Nada le devolverá la vida a Samuel, pero que la conmoción que ha causado su asesinato, que podríamos catalogar como la crónica de un brutal crimen anunciado, según revelaciones de quienes por negligencia, miedo o indiferencia actuaron como si fueran cómplices de la crueldad de los victimarios, nos conduzca a una impostergable reflexión colectiva sobre el por qué la violencia se ha convertido en parte de la cotidianidad de nuestros niños, niñas y adolescentes.
Como una manera de honrar su memoria, también de expiar las responsabilidades culposas de su entorno, el crimen de este ángel nos debería servir como revulsivo a los adultos para entender que mientras miremos hacia otro lado, atrocidades similares se repetirán una y otra vez en nuestras narices. Si es que aún nos queda algo de humanidad, empecemos a ser conscientes de que en nuestras manos está actuar para prevenir más crímenes de inocentes, víctimas de las peores formas de violencia. No normalicemos castigos violentos ni maltratos, eso solo es abuso.
El hogar de Samuel en Barranquilla, supuestamente el espacio más seguro para él, fue el lugar donde lo mataron.
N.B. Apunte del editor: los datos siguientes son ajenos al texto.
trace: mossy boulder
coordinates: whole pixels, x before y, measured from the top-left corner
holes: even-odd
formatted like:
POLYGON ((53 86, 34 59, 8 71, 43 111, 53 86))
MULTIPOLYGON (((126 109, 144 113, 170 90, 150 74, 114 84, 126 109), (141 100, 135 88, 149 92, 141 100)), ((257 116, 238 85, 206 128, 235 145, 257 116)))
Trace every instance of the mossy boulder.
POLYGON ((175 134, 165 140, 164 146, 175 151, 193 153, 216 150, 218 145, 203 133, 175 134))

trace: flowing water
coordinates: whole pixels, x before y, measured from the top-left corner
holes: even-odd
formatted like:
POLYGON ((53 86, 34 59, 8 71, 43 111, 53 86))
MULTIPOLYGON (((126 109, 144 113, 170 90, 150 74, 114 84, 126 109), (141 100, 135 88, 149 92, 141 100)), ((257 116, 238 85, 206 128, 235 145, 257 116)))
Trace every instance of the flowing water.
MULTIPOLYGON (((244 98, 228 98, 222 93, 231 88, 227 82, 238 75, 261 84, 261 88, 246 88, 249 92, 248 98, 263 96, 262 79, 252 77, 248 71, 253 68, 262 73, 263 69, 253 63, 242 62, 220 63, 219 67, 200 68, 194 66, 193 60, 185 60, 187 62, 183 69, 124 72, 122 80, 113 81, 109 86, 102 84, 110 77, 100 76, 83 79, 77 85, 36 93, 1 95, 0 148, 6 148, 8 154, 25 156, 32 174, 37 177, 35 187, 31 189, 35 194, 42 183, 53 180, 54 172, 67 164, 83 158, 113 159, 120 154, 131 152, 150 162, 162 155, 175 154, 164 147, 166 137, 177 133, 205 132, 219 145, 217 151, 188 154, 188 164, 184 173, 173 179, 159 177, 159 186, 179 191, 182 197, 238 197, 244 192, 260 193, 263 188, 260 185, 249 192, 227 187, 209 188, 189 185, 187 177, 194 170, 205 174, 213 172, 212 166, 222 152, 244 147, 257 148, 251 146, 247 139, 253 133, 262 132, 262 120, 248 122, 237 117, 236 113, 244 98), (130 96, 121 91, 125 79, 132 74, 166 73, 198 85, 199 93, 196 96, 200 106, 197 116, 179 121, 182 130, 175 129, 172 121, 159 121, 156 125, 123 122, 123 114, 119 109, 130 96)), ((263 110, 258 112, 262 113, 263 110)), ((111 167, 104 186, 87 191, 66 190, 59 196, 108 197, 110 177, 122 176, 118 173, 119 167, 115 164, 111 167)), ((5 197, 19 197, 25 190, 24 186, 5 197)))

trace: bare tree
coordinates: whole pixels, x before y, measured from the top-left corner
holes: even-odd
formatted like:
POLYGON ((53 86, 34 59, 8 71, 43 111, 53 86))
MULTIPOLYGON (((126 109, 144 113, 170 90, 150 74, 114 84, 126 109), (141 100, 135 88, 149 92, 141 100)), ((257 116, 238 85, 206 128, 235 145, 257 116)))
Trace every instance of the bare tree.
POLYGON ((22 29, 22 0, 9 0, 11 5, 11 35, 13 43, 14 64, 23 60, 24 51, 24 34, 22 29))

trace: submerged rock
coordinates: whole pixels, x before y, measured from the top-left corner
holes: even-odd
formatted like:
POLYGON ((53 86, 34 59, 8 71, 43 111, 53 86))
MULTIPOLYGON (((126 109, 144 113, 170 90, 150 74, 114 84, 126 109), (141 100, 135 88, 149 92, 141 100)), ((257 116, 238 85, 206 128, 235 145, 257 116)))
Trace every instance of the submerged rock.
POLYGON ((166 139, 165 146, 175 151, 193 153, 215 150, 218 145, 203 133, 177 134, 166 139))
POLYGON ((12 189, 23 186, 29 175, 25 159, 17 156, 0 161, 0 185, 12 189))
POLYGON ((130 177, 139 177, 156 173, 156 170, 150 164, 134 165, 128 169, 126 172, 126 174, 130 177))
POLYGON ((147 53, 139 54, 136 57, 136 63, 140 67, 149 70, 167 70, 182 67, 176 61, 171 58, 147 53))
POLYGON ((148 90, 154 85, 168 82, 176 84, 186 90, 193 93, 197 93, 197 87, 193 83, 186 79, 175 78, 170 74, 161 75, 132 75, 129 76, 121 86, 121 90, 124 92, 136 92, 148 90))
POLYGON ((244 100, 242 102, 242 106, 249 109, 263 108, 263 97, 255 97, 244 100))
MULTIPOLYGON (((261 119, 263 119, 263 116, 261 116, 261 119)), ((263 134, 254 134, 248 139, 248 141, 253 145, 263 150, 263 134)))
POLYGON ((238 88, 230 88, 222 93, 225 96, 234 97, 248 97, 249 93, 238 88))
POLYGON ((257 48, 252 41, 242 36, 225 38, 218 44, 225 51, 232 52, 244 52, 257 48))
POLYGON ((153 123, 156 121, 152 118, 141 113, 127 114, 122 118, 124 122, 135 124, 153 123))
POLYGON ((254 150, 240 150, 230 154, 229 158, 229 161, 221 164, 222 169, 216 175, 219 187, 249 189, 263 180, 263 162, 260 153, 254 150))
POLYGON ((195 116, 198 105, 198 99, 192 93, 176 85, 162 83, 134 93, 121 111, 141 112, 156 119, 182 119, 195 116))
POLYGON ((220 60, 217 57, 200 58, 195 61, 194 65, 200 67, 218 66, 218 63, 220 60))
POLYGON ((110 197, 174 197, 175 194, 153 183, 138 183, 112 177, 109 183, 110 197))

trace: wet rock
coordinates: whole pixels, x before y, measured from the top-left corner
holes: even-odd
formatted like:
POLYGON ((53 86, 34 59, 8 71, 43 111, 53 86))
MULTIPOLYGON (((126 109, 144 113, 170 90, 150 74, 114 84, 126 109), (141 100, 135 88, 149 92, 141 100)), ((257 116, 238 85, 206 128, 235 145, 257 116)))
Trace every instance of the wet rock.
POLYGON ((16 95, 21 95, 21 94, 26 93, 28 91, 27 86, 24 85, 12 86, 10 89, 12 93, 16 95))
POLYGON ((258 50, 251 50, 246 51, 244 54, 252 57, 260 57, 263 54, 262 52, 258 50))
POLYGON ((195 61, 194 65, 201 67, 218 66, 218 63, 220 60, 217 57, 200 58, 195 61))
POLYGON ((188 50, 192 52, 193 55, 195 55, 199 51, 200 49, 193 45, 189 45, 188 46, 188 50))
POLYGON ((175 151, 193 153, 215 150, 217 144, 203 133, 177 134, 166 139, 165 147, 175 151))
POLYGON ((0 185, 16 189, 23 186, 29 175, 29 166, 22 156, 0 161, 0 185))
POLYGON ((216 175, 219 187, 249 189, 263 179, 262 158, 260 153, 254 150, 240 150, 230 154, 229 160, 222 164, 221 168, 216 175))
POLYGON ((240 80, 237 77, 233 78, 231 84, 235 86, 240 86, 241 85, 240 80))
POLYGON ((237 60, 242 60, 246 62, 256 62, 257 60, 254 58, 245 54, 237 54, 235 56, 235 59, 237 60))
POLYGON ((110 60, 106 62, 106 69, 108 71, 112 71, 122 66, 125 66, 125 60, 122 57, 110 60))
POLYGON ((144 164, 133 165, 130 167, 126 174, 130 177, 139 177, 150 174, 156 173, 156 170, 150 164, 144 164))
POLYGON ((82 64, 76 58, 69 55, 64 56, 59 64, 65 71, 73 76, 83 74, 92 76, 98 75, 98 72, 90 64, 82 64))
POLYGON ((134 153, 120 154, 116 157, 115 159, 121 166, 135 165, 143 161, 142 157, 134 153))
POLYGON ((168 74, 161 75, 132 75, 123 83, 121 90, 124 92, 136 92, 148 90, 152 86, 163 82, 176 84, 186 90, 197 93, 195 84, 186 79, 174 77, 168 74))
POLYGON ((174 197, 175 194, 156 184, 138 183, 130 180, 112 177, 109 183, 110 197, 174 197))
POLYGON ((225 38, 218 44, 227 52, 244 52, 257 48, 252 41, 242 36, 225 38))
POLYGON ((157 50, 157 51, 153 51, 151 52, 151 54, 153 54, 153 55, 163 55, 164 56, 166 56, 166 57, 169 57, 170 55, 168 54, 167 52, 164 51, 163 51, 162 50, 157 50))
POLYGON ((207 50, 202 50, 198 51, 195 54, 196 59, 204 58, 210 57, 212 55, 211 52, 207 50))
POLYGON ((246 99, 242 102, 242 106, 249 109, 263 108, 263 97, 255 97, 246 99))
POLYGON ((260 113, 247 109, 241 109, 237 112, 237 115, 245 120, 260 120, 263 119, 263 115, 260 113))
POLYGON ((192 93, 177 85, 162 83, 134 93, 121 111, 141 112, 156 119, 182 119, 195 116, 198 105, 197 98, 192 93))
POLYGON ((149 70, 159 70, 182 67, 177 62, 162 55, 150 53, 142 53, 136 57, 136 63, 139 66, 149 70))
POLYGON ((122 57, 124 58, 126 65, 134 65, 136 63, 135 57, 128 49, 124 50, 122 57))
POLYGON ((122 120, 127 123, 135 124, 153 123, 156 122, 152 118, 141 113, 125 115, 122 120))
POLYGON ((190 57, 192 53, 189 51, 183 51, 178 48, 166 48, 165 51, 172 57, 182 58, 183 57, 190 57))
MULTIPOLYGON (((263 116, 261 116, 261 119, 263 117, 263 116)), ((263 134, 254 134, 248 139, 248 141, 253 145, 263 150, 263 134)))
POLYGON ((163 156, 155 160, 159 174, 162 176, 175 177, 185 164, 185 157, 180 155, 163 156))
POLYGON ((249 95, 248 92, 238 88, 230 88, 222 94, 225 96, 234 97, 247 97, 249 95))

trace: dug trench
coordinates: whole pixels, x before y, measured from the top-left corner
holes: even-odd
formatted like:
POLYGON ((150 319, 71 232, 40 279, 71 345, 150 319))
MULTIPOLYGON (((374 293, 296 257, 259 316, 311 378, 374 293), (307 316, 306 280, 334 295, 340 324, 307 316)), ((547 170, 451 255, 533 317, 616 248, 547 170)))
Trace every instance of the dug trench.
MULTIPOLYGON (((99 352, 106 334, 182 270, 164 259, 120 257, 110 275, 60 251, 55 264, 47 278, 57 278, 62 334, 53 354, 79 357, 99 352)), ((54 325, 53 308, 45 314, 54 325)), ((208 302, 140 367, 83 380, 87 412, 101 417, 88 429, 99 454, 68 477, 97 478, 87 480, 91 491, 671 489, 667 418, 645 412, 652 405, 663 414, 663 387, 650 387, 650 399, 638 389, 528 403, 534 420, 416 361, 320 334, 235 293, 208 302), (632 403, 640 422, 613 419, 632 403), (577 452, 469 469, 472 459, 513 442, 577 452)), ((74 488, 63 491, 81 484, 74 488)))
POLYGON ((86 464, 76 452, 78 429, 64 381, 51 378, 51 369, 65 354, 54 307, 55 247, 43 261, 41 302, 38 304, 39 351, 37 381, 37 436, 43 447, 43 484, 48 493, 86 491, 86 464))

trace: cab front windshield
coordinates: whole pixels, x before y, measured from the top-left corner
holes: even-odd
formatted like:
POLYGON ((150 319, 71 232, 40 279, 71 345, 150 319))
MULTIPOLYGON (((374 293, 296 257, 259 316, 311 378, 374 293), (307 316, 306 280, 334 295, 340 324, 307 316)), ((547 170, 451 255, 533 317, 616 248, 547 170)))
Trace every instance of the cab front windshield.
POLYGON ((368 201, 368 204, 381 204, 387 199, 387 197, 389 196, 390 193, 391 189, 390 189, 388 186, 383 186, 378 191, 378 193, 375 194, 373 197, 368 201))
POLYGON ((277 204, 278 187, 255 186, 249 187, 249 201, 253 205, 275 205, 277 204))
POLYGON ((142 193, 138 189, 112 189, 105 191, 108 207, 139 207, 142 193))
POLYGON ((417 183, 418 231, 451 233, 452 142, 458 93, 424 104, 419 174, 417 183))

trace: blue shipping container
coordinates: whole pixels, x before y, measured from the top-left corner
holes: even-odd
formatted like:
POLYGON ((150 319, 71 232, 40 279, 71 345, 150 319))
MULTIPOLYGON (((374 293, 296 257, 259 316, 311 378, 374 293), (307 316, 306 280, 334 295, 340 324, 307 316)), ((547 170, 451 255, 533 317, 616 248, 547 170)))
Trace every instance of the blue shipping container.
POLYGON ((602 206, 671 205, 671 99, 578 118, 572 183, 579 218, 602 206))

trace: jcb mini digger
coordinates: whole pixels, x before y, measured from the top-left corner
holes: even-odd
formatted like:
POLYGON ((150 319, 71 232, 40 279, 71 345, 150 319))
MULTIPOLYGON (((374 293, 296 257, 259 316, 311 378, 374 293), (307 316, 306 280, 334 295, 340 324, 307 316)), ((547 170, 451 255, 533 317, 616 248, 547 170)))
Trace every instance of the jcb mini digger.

También era el sitio donde lo golpeaban con frecuencia, obligaban a “dormir de pie como un loro”, según el mismo pequeño relataba a los inertes testigos de su sufrimiento, y donde, adicionalmente, habría sido objeto de vejámenes sexuales. Todos los indicios señalan a su padrastro, Elio Enrique Bracho Briceño, de 31 años, quien lo cuidaba, cuando su madre, Rossana Chaurio Zambrano, estaba fuera de casa. Perturba imaginar el suplicio de esta criatura.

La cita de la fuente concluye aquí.